Code generation is organised as a common base class CodeGenerator with a hierarchy of derived classes that specialise for specific targets.

  • CodeGenerator handle file-i/o and precompile input data
  • CodePrimitives specifies execution semantics in terms of abstract datatypes and operations

The base class CodeGenerator reads (and writes) the configuration file. The latter includes source automata as well as execution attributes associated with individual events. E.g., the configuration file specifies a mapping from input events to respective input line addresses and polarities of edges that trigger the event. This is fine for configuration purposes, but it does not match the needs for code generation. Here, we need to set up edge detection code per line with associated events — just the other way around. Other aspects addressed by precompiling configuration data include: allocating consecutive state indices and event indices for the target code; have the event indices ordered by execution priority; compile the transition relations to vectors of integers; prepare look-up tables for bit-masks.

CodePrimitives is derived from CodeGenerator to formulate how the generated code should behave. For this purpose, it introduces abstract data types like Integer and Word and operations on them, i.e., integer division, bit-wise conjunction of words, conditional execution like switch/case or if/then/else. Abstract here reads "without a specific implementation". The outcome on this stage is a cyclic function stated in terms of data types and operations thereon to perform edge detection, event selection, event execution and output operation. The respective templates of code snippets are meant to be independent of an actual implementation.

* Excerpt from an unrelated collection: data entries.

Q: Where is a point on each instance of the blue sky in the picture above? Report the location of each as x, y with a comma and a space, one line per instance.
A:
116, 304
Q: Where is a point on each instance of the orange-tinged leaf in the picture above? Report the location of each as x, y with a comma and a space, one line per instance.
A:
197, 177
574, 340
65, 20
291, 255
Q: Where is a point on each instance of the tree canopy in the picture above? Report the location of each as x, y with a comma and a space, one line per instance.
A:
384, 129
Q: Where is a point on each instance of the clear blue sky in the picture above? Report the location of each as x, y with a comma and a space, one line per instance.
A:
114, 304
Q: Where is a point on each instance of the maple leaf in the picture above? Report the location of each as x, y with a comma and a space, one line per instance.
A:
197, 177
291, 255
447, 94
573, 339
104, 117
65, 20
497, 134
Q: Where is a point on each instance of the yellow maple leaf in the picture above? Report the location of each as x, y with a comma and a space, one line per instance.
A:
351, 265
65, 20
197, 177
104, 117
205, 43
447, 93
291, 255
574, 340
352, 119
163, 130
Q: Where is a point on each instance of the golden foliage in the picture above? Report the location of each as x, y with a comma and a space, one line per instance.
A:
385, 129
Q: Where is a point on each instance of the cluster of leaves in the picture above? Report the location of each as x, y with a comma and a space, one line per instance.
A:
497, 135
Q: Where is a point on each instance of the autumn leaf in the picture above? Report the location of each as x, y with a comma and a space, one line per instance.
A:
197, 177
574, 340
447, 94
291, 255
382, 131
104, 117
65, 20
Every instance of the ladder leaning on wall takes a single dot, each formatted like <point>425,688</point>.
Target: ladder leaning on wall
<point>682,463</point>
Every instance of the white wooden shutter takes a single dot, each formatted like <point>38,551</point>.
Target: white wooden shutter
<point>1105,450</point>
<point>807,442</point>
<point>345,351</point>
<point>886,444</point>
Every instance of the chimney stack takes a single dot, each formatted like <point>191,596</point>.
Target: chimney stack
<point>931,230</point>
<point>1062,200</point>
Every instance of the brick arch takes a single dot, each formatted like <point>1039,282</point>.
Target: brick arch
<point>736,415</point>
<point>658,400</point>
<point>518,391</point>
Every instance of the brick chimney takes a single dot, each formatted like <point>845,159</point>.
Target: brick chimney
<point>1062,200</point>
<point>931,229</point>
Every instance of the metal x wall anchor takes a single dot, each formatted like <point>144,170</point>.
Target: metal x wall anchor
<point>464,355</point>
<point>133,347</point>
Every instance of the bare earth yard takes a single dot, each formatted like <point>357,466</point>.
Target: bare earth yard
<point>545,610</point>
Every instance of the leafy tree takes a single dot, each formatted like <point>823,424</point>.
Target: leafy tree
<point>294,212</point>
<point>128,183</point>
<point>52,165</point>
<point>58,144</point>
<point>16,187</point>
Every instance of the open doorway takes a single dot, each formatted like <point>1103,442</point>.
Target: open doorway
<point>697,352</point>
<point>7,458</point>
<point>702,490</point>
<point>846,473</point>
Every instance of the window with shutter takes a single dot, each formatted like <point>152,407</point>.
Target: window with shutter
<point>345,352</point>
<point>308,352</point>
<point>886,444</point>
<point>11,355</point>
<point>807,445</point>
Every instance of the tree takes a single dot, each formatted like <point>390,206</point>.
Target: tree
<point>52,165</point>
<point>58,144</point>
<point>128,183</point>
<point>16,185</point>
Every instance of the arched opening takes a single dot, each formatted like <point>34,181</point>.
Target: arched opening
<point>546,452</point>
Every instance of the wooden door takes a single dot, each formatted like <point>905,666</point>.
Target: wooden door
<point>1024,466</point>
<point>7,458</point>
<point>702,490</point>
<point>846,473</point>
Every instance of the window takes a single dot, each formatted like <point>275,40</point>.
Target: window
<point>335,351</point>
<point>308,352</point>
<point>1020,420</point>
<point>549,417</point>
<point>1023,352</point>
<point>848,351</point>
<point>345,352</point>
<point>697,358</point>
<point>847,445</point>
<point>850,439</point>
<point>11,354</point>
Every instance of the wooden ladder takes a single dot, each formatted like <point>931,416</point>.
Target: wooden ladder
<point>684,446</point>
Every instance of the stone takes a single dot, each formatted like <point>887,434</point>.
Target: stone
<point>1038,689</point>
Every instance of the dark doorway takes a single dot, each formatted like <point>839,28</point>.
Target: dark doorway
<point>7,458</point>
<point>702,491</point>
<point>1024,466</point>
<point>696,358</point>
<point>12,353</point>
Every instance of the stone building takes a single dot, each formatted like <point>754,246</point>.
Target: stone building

To obtain actual code, the classes EmbeddedcCodeGenerator and Iec61131stCodeGenerator are derived from CodePrimitives, respectively. The derived classes implement the individual primitives, e.g., they specify how an integer data is allocated and how and abstract if/then/else construct in implemented C or IEC 61131-3 ST. This is a straight forward exercise. At this stage, the generated code can also be organised according to the target language: do we generate a function, or a program, shall we distinguish local from global data etc, and what are the generic options to read line-levels or to otherwise interact with a host program. The latter stage is then further refined by the derived classes ATmegaCodeGenerator, KinetisCodeGenerator and GebtoolsCodeGenerator. The former two take special care of GPIO pin access and other hardware architecture featurs. The latter provides tailored typedef constructs to please the GEB toolchain.